Quem mudará ou quer mudar esse panorama, restaurar a fertilidade do solo com insumos naturais e nutrientes "sustentáveis"? Quem será capaz de "integrar lavoura, floresta e pecuária"? Reduzir insumos químicos e herbicidas? Implantar técnicas de manejo biológico? Reduzir desperdícios na área de alimentos (1,3 bilhão de toneladas anuais, segundo a ONU)? Transferir gratuitamente tecnologias para países mais carentes, de modo a poderem caminhar nessas direções? Determinar que compras governamentais (10% do PIB) tornem prioritários esses caminhos, inclusive na exportação?

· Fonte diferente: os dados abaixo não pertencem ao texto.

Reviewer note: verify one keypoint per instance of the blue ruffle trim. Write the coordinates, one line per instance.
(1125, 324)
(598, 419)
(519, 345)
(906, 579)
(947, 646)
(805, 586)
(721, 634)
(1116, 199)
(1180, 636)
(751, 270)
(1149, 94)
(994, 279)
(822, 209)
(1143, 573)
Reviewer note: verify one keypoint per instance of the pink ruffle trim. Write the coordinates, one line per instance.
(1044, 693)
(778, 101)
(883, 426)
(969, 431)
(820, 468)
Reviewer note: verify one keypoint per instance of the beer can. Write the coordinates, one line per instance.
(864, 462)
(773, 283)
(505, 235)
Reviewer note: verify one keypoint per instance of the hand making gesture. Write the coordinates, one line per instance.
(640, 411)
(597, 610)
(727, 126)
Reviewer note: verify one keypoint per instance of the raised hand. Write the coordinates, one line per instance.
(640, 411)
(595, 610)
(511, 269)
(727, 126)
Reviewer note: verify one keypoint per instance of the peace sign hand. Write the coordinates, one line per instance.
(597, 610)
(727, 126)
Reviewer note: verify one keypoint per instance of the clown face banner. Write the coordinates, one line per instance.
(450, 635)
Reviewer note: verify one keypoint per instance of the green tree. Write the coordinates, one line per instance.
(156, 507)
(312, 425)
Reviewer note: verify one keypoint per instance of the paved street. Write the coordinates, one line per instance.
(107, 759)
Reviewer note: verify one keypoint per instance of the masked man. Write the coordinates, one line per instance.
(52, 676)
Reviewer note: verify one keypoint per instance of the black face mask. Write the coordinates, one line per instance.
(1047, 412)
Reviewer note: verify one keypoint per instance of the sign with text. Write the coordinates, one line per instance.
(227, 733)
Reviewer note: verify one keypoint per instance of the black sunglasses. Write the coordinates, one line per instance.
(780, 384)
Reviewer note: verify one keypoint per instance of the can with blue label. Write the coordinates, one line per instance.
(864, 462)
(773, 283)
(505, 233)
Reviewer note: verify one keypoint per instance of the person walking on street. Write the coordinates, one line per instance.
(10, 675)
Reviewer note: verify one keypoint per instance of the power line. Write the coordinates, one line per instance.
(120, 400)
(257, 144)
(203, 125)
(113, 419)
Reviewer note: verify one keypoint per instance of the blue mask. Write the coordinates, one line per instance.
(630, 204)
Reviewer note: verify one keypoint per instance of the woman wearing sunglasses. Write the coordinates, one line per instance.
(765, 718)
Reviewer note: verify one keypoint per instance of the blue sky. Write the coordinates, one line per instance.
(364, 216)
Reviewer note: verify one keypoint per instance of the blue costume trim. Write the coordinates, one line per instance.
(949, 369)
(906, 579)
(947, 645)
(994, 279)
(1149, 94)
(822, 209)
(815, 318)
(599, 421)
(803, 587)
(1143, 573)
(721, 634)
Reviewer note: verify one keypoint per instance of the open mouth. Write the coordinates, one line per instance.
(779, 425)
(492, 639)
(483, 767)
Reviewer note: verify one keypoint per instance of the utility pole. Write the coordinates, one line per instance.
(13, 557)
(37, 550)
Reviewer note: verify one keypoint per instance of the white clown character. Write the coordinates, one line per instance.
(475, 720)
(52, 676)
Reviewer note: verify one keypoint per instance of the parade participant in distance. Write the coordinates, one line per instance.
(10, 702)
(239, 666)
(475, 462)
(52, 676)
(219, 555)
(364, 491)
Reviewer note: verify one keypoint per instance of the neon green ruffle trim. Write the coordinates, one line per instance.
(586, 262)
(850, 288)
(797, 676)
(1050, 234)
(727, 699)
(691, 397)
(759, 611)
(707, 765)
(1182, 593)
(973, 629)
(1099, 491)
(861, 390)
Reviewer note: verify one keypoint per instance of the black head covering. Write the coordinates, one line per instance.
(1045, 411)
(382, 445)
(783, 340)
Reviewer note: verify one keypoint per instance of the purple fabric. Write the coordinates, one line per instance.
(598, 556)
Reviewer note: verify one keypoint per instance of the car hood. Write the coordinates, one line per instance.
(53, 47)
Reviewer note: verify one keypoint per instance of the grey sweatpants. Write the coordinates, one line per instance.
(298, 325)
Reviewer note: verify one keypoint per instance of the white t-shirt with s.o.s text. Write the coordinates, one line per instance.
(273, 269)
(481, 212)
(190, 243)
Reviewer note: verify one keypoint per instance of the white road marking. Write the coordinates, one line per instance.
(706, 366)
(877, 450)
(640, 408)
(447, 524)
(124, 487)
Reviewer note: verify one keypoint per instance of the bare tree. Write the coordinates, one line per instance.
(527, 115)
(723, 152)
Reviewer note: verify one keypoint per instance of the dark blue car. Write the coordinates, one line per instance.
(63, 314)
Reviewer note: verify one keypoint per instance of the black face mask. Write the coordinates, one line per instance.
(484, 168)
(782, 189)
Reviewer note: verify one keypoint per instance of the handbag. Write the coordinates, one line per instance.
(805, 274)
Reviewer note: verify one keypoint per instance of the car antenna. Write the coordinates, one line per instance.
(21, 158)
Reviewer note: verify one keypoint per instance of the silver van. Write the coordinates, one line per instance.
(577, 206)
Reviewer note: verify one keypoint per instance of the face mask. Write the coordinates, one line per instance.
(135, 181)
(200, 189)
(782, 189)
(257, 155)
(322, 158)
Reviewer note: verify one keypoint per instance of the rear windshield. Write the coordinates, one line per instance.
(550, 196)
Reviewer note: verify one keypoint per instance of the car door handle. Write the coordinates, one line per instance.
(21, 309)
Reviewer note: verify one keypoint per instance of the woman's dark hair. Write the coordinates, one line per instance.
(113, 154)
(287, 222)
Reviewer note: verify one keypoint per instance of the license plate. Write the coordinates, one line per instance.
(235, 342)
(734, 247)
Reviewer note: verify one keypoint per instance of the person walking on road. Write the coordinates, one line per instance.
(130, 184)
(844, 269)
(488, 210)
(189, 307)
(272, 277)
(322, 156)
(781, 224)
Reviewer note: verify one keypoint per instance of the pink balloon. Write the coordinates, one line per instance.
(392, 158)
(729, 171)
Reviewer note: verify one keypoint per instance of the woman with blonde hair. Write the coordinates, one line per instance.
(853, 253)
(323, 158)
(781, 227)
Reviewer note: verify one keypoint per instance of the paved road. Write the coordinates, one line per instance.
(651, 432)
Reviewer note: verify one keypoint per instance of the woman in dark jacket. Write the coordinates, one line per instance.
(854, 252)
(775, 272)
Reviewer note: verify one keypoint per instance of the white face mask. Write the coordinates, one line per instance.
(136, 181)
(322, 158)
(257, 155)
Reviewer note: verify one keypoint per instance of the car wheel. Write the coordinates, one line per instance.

E como chegar a tudo sem impor penalidades ou barreiras comerciais?
Documentos da ONU (Boletim do Legislativo n.º 2/12, Senado Federal) chegam a dizer que a transformação resultará em "melhoria do bem-estar humano e da isonomia social", e ainda com "significante redução de riscos ambientais e de escassez ecológica". Por aí se chegaria ao "bem-estar intertemporal das futuras gerações", à eliminação de "efeitos da degradação ambiental na oferta agregada"; também a um processo que conduzirá a "uma nova estratégia" e aos financiamentos globais para a "economia verde". Mas - frisam - não podem ser criadas "barreiras ambientais". E será preciso reformar o "regime global do direito de propriedade". Tudo se completará com incentivos para a "economia verde" no valor de 2% do PIB mundial, ou US$ 1,3 trilhão por ano. Por esses caminhos se conseguirá - dizem os documentos - um ganho de 60% na eficiência energética (prédios, indústria, transporte). Entrará na economia o pagamento por serviços ambientais.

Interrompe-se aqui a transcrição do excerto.